When you look at GM itself, you may be shocked. Despite its greatly enhanced financial position post bankruptcy, it is trading below peers (less than Ford and nearly half of Honda) and far below normal stock valuations at a mere 6X earnings.
Speaking of the bankruptcy, it removed most debt and greatly improved labor costs, whereas before GM needed 15 million sales a year to break even, now they can break even at less than 11 million. GM is also a very good emerging markets play. Its vehicles are very popular in China where sales topped 2 million for the first time last year, rising 29% (according to WSJ). India rose 59% to 110,000 vehicles and Brazil sales are expected to increase 68% by 2014.
Now I personally prefer to invest in emerging markets through companies based in developed markets as you get more stability, financial transparency and mature market sales, and GM fits the mold perfectly here.
As for the overhang of ownership by the always unpredictable Treasury Department and U.S. government, just remember, they won't be in this forever. The government has clearly demonstrated its desire to get out of this investment quickly, even at the expense of the tax payer.

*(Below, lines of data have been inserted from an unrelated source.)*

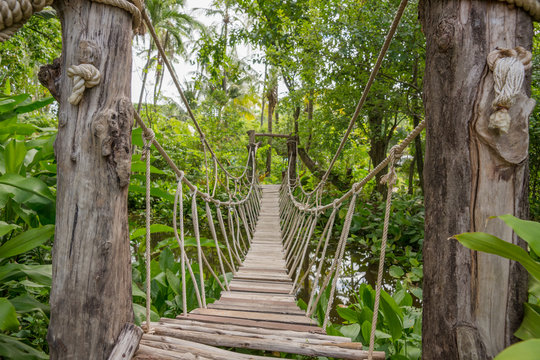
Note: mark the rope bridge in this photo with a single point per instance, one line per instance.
(261, 233)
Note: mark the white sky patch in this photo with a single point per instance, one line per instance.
(184, 69)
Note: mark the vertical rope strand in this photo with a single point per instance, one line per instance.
(178, 199)
(147, 139)
(390, 179)
(195, 217)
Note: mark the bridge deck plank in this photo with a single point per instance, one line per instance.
(256, 313)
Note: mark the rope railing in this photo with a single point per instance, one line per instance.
(243, 208)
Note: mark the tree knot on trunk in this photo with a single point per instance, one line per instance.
(14, 13)
(49, 76)
(508, 66)
(84, 76)
(112, 128)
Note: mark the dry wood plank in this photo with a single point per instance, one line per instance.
(263, 302)
(180, 323)
(201, 350)
(253, 323)
(252, 289)
(257, 296)
(266, 343)
(248, 307)
(147, 352)
(289, 319)
(127, 342)
(275, 285)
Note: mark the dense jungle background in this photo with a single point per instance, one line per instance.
(306, 65)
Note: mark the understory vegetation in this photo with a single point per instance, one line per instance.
(309, 61)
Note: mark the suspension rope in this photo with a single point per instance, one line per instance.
(390, 180)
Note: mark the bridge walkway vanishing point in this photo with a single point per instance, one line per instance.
(257, 313)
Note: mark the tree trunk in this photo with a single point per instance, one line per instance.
(472, 301)
(91, 288)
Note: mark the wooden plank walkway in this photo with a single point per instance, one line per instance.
(257, 313)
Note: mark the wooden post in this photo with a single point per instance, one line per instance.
(472, 301)
(291, 154)
(91, 289)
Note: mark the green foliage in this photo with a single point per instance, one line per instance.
(399, 324)
(528, 231)
(27, 180)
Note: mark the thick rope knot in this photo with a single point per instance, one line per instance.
(149, 135)
(508, 66)
(84, 76)
(14, 13)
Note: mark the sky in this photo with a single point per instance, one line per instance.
(183, 69)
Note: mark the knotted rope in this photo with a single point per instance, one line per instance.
(14, 13)
(508, 66)
(390, 180)
(148, 138)
(84, 76)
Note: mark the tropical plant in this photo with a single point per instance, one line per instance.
(27, 180)
(529, 231)
(399, 324)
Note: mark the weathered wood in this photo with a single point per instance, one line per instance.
(91, 287)
(289, 319)
(127, 342)
(253, 323)
(148, 352)
(250, 307)
(472, 301)
(200, 351)
(267, 342)
(181, 323)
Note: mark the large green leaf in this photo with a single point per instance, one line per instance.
(525, 350)
(140, 314)
(530, 326)
(6, 228)
(348, 314)
(493, 245)
(14, 154)
(17, 129)
(392, 315)
(140, 166)
(26, 303)
(527, 230)
(154, 191)
(154, 228)
(174, 282)
(12, 348)
(137, 292)
(26, 241)
(351, 331)
(166, 259)
(8, 316)
(32, 185)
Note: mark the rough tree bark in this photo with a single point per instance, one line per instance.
(91, 289)
(472, 301)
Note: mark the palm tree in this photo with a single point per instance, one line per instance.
(175, 30)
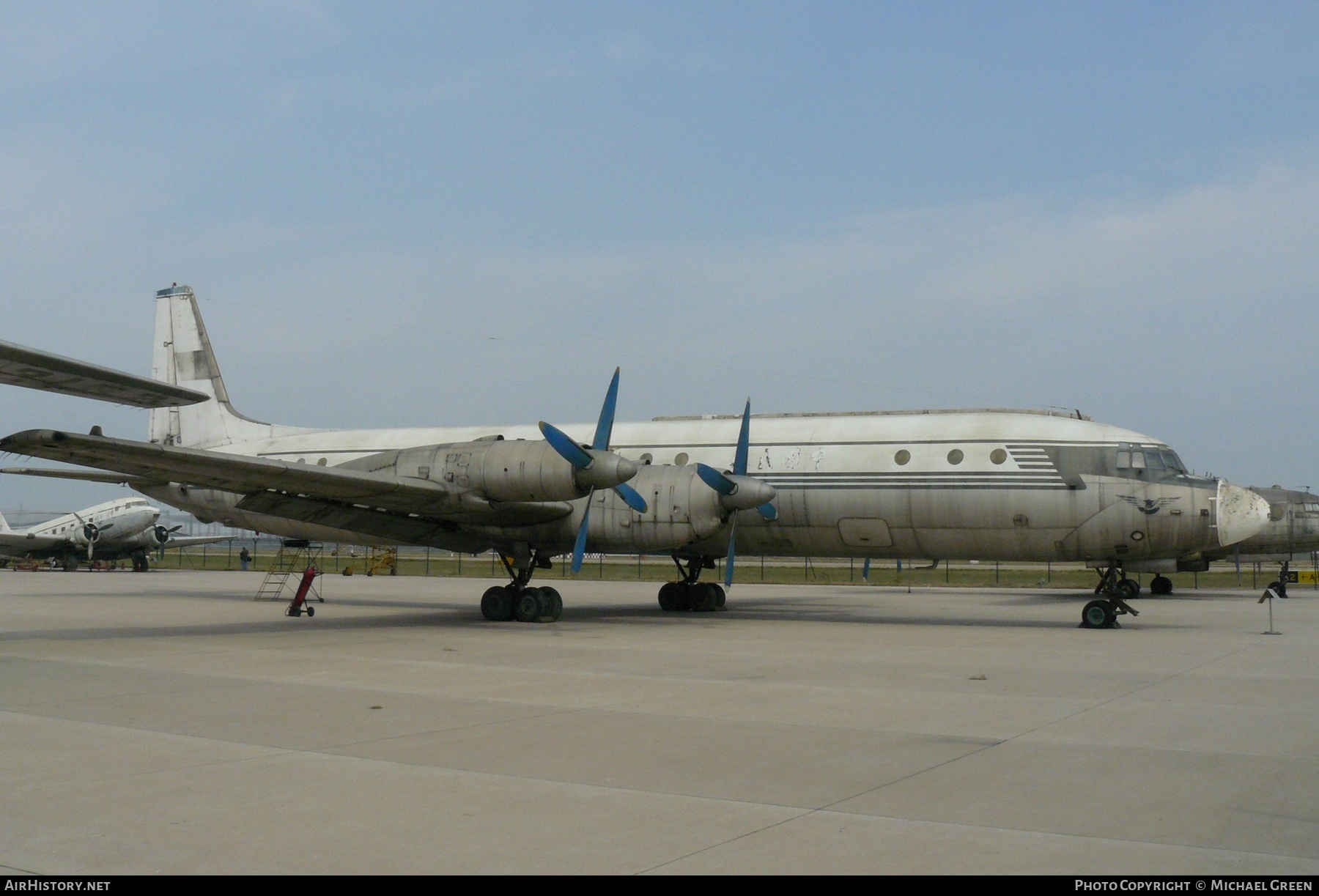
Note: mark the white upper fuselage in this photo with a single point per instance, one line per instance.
(838, 444)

Eventually (probably sooner over later), it will be completely out of GM.
Finally, GM may have received a break from the tsunami. Toyota, GM's biggest North American competitor, is having real supply issues, which may make some customers that were interested in Toyotas to give GM a look. If GM can execute with quality vehicles and availability, it may be able to grab some lost market share.
Here is an interesting video about GM by award winning Morningstar analyst David Whiston. He'll give you more details about GM's costs and structure.
Despite the overhang of government ownership and non bond debt obligations, GM is a screaming deal hiding in plain site. Extremely low valuation, improving economic conditions and pent up auto demand combine with strong post bankruptcy financial position, better cost structure and unquestionably better management in the new GM to make this an investment to consider strongly.